Monday, 6 February 2012

The fun of Statistics or "Lies, damned lies, and statistics"

There is a saying (in English) that there are "Lies, damned lies, and statistics".  This saying has over the years been attributed to many people, the least of whom are Disraeli (a British politician of the 19thC) and Mark Twain. However because 'google' is our friend I went to check the veracity of the above mentioned quote and found that it pre-dates these two aforementioned gentleman. history of the lies quote .

The point being made in the quote is that statistics can be manipulated to support or demolish a particular argument, they can be incorrectly reported by the media for dramatic impact, wilfully misinterpreted for personal or political gain and  generally tend to turn people off  from wanting to know more about a subject.

However statistics are also a useful tool in epidemiology.  For those who do not know, epidemiology is the study of disease patterns within and between populations, over time.
The investigation into finding a cause for HWSS was accelerated by using statistics.  The probability of 26 apparently unrelated ponies, living completely different lifestyles, in different countries in different continents spontaneously all being afflicted with the same debilitating hoof condition is statistically unlikely; there had to be a common denominator.

Back in 2005 there were very few publicly accessible 'through the internet breeding data base resources' available.  Since then of course there has been a growth in such sites as all breed pedigree and sukuposti.  These sites well pre-date the official database of the CPBS.  Consequently if one wanted a comprehensive database of the 'state of the nation' of  even the local Connemara Pony genepool one had to construct a database from scratch by manually loading information from the various printed stud books and registers into a suitable computer programme.  
Papers of interest which arose from the building of  a privately assembled database can now be seen on line.

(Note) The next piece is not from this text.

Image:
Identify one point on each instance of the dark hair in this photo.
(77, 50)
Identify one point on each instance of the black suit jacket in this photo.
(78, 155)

Connemara Pony Bloodlines in New Zealand
An Analysis of the Australian Connemara Pony Population

All of these papers were written up many months prior to this particular database being used to determine whether there was a common link between the 26 apparently unrelated Connemara ponies which had clinical HWSS.  The information contained in these papers have no connection whatsoever with the HWSS research.  They are included because they demonstrate how statistics can be very helpful in making breeding decisions.  They are also of interest to those people who are (rightly) concerned about increasing genetic bottlenecks, decreasing genetic diversity and the negative effects of  'Founder's Syndrome' in the Connemara Pony both  in their own country and worldwide.   It would be great if other countries were to also emulate this work and do a similar analysis of their own pony populations.
Such work as has been done in New Zealand can also be achieved in other countries. One needs an extensive database which includes all of the breeding for example includes the total parentage of the OUTCROSS stallions, not just the Connemara pony side of the pedigree.

What these papers AND the pedigree work undertaken for HWSS research  does prove, is that studying standard four generation pedigrees is not a valid form of analysis in a small, closed genetic population such is the Connemara Pony WORLDWIDE.   Indeed even a seven generation family tree does not disclose all the possible permutations which, with one common ancestor, has  resulted in HWSS.

The private database being used by the research group, now has well in excess of 20,000 individual entries which originate with Number One in the Irish Stud Book, Cannonball.  Work has begun to code each entry for HWSS status (where known).  Ultimately the aim is to convert the database into a statistical analysis programme which will then be able to predict the level of penetrence of  HWSS carriers within discrete populations.   Doing this process is one of academic interest only, because a screening test will be available well before the data entry is complete.  It will be interesting to see whether the statistical projections are significantly different from the reality demonstrated by the screening, however.

Of course the screening test is not going to happen until the second phase of the research is complete.  The second phase does not commence until the fund raising has reached the target.   So another plea for money here.  The funds still required are well within the achievable; we are so close to achieving the goal, but not quite there - yet.